Alasdair pops in
When
I was younger, playing around with miniature figures or dioramas
(placing miniature figures in a miniature landscape) was considered
kids' stuff. Now however, in this post-modern, post-Pop Art age,
it's become the subject of serious (if rather whimsical) art,
thanks to Australian artist Alasdair Macintyre.
His new exhibition, Elevation (now showing in Sydney)
even out-Pops Pop Art. Macintyre not only uses the songs of Irish
rock band U2 as the titles for his works (and indeed, the exhibition
itself), he also incorporates iconic art works and artists into
his carefully constructed dioramas.
For example, in the title work Elevation, Bono and
the other members of U2 lovingly tend Jeff Koons’ giant
floral art work Puppy. In (Stay) Faraway so close, the famously
reclusive artist’s artist, Ian Fairweather, wanders through
a forest of paintbrushes, absorbed in his mobile phone and Ipod.
Macintyre
has also drawn inspiration from a range of other sources, including
philosopher Joseph Campbell and the vast canons of art history,
to create his own universe in which carefully crafted figures
play out his own dramas and adventures as an artist.
As Prue Gibson put it in Art Monthly recently: “Macintyre’s
dioramas present a self-deprecating, comi-tragic wit.
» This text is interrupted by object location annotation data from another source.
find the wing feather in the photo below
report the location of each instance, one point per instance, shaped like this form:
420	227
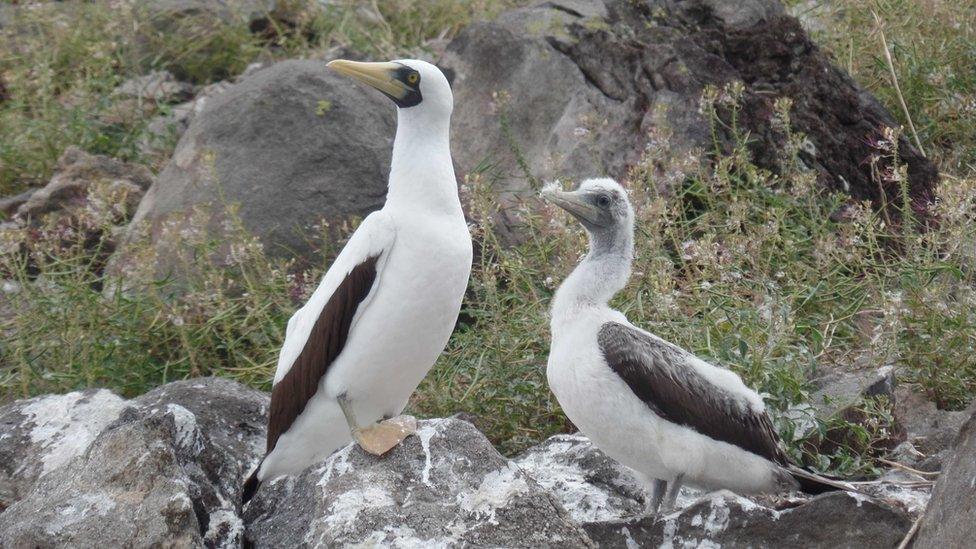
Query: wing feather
324	343
660	374
317	332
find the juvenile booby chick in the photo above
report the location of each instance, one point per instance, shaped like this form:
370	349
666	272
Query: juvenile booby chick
388	304
645	402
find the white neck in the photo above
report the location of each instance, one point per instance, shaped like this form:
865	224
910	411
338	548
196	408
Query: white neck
603	272
422	173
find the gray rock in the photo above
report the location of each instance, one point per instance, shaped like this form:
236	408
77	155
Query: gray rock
446	486
75	175
573	89
931	431
42	434
590	485
950	520
841	389
128	488
90	469
10	204
723	519
164	130
291	144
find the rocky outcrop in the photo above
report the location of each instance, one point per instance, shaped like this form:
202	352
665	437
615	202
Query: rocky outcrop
75	176
165	469
950	520
723	519
446	487
604	497
157	87
291	144
930	431
572	89
90	469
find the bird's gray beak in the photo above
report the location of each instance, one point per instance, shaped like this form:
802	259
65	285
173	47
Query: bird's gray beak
574	203
382	76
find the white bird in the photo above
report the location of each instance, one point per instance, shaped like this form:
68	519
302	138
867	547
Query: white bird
645	402
385	309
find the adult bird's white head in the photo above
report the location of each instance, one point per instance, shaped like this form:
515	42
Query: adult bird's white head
422	173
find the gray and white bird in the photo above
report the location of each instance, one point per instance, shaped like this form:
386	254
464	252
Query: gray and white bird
652	406
385	309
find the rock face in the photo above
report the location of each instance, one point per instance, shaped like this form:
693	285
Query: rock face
723	519
950	520
446	487
77	172
291	144
575	89
585	481
42	434
90	469
930	431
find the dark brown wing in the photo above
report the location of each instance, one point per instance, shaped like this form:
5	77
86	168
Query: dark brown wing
657	373
325	342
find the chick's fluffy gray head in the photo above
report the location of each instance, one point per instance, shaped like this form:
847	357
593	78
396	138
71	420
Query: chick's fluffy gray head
604	209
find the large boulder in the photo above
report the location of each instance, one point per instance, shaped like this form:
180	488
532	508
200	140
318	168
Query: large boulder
571	89
91	469
446	487
292	144
42	434
606	499
950	520
723	519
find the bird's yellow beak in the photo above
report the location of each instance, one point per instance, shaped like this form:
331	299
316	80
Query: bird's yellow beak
382	76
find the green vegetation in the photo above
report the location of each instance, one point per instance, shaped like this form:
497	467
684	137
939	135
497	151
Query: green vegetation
932	44
61	61
741	266
744	267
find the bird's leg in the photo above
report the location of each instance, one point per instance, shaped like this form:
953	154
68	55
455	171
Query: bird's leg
378	438
672	494
653	503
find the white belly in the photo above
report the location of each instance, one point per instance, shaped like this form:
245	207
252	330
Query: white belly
391	345
605	409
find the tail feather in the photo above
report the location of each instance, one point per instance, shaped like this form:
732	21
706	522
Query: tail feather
251	486
812	483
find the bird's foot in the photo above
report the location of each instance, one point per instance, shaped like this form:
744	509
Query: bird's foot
380	438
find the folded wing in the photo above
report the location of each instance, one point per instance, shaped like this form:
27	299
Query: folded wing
663	377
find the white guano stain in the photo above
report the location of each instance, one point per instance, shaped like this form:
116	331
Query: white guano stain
66	425
496	490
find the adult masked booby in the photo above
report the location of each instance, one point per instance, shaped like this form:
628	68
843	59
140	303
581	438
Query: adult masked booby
385	309
645	402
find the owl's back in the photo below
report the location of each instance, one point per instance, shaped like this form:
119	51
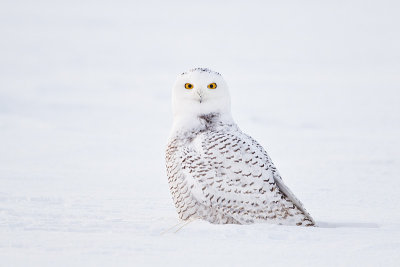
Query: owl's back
219	174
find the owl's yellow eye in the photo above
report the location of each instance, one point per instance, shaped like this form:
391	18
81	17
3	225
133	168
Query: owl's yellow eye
212	85
188	86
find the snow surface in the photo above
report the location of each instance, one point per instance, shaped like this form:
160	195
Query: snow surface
85	90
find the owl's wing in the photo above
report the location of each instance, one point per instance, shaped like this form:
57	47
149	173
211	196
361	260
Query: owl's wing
278	180
229	173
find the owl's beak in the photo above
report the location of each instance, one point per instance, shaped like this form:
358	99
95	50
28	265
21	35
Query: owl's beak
200	94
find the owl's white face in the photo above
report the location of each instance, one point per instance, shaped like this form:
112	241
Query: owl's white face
198	92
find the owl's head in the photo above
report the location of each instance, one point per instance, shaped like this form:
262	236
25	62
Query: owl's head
200	92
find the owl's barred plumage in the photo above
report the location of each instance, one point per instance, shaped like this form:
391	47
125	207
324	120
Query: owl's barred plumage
219	174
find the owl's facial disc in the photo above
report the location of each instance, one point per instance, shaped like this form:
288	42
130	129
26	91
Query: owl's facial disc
200	91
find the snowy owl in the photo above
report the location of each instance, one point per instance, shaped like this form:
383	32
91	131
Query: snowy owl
215	171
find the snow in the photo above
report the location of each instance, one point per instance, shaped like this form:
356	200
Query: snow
85	113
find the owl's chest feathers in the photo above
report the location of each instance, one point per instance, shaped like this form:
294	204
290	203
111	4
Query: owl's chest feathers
208	124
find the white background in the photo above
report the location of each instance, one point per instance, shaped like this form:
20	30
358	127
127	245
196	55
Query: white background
85	90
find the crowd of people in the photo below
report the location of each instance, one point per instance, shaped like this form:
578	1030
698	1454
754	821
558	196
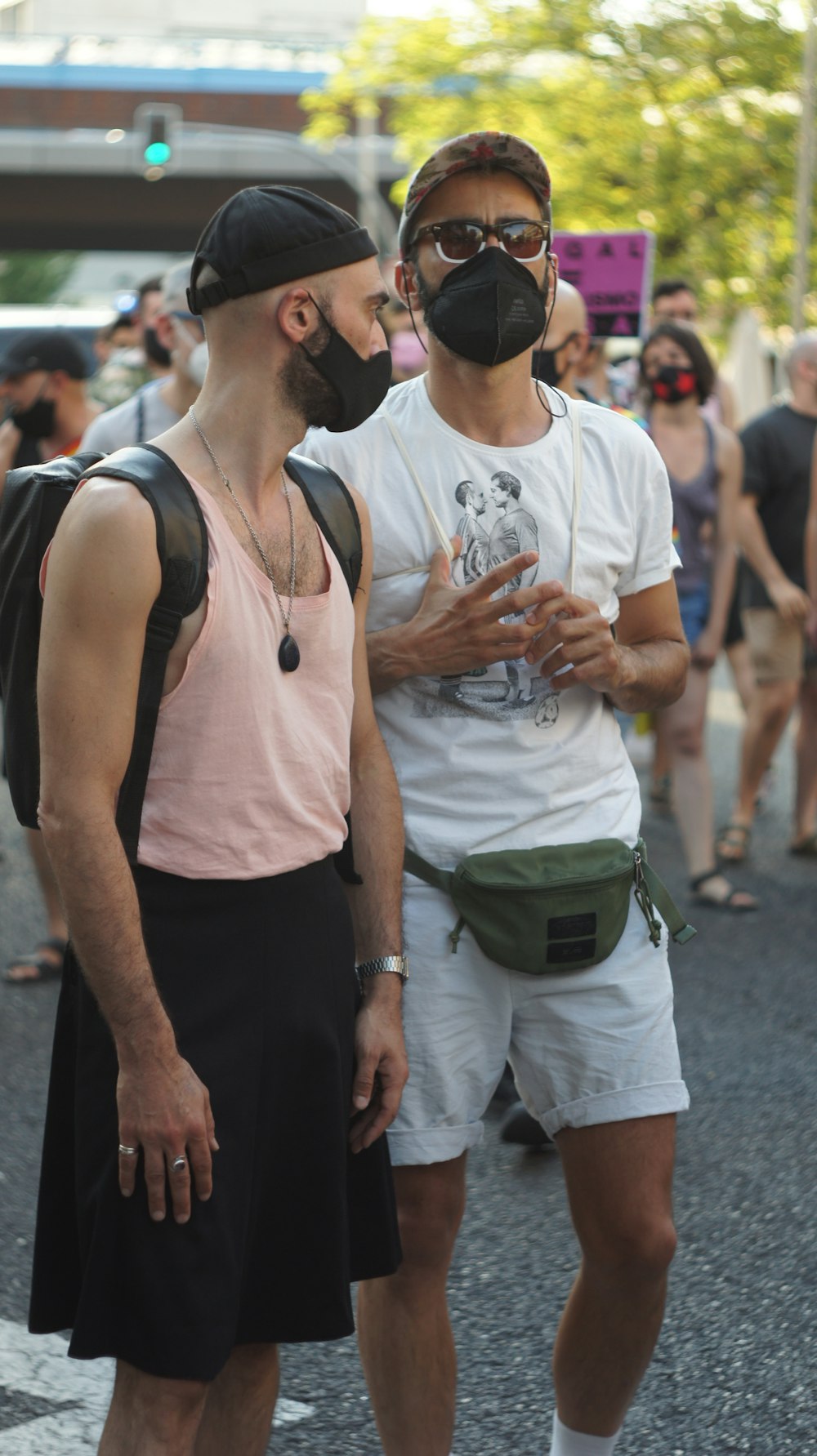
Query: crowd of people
543	546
They are
coolly executed, thoughtfully conceived and intellectually quirky;
like Haiku poems, they are one breath, a single scene which encapsulate
more.”
Macintyre was born in 1970. He completed a Bachelor
of Art at the Queensland College of Art, Brisbane in 1990 and
a Graduate Diploma at the Australian Catholic University, Brisbane
in 1995. In 2006, Macintyre held several solo exhibitions and
has been involved in several group shows in 2007 including Hazelhurst
Regional Gallery’s nationally touring exhibition, Dream
On, Glimpse at the Gold Coast City Art Gallery, and 20-20 at the
Museum of Brisbane.
He is a five-times finalist in the Conrad Jupiter’s
Art Prize, and in 2005 was also a finalist in the National Sculpture
Prize at the National Gallery of Australia in Canberra.